The suit filed by the son in the year 1964, triggered by a sale of ancestral property by his father, outlived both father and son when it reached the Supreme Court. Their legal representatives kept the suit alive, against the 2006 order of Punjab and Haryana High Court that had dismissed it.
The trial court had decreed the suit which was partly modified by the appellate court. The high court, in second appeal, dismissed the suit. The apex court remanded it to the high court for deciding the second appeal afresh in the light of the principles of Hindu law. As the parties stated that they do not want to lead any additional evidence, the high court again dismissed the suit holding that Pritam Singh being a karta had a right to sell the suit land; that there did exist a legal necessity of the family for which the suit land was required to be sold by Karta. It also noted that the factum of legal necessity was mentioned in the sale deed to the effect that sale was done with a view to discharge the loan liability and to undertake the improvement on the agricultural land.

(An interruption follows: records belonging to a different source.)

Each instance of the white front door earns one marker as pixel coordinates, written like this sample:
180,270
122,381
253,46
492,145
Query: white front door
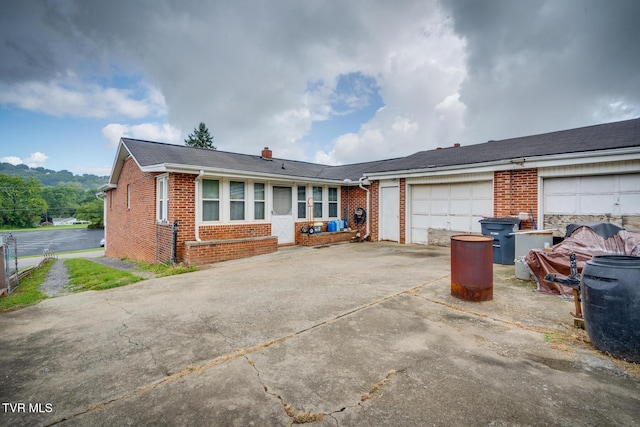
282,221
390,213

The bench of Justice Abhay Manohar Sapre and Justice Sanjay Kishan Kaul (in Kehar Singh vs. Nachittar Kaur), referred to Mulla’s "Hindu Law" Article 254, of which deals with the right of a father to alienate any ancestral property. Article 241 which defines ‘legal necessity’ was also taken note of.
Upholding the high court judgment, the bench observed: “It has come in evidence that firstly, the family owed two debts and secondly, the family also needed money to make improvement in agriculture land belonging to the family. Pritam Singh, being a Karta of the family, had every right to sell the suit land belonging to family to discharge the debt liability and spend some money to make improvement in agriculture land for the maintenance of his family. These facts were also mentioned in the sale deed.”

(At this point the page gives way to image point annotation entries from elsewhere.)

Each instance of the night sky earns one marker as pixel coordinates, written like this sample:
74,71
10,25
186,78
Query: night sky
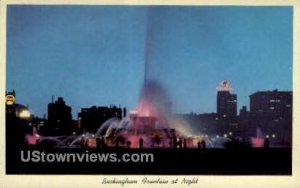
95,55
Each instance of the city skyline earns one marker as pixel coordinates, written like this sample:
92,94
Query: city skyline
95,55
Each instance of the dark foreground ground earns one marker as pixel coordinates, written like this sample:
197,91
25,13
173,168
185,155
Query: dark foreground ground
272,161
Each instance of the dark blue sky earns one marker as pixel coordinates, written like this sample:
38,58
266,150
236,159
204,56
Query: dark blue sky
95,55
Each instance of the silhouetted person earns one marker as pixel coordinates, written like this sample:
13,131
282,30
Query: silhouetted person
180,143
128,143
266,143
199,145
141,142
174,142
203,144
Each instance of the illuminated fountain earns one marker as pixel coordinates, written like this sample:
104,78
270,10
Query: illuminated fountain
150,124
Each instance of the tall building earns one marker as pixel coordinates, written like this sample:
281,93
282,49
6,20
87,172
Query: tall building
59,118
226,108
226,101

It also observed that the defendants satisfied the test laid down in Hindu law as explained by Mulla in Article 254 (2) read with Articles 241 (a) and (g).
Article 254(2) states that a father as kartha can sell or mortgage ancestral property, whether movable or immovable, including the interest of his sons, grandsons and great-grandsons therein, for the payment of his own debt, provided the debt was an antecedent debt, and was not incurred for immoral or illegal purposes. As per Article 241, payment of debts incurred for family business or other necessary purpose is included in the definition of legal necessity.
Dismissing the 54-year-old suit, the bench said: “Once the factum of existence of legal necessity stood proved, then, in our view, no co-coparcener (son) has a right to challenge the sale made by the Karta of his family. The plaintiff being a son was one of the co-coparceners along with his father-Pritam Singh. He had no right to challenge such sale in the light of findings of legal necessity being recorded against him. It was more so when the plaintiff failed to prove by any evidence that there was no legal necessity for sale of the suit land or that the evidence adduced by the defendants to prove the factum of existence of legal necessity was either insufficient or irrelevant or no evidence at all.”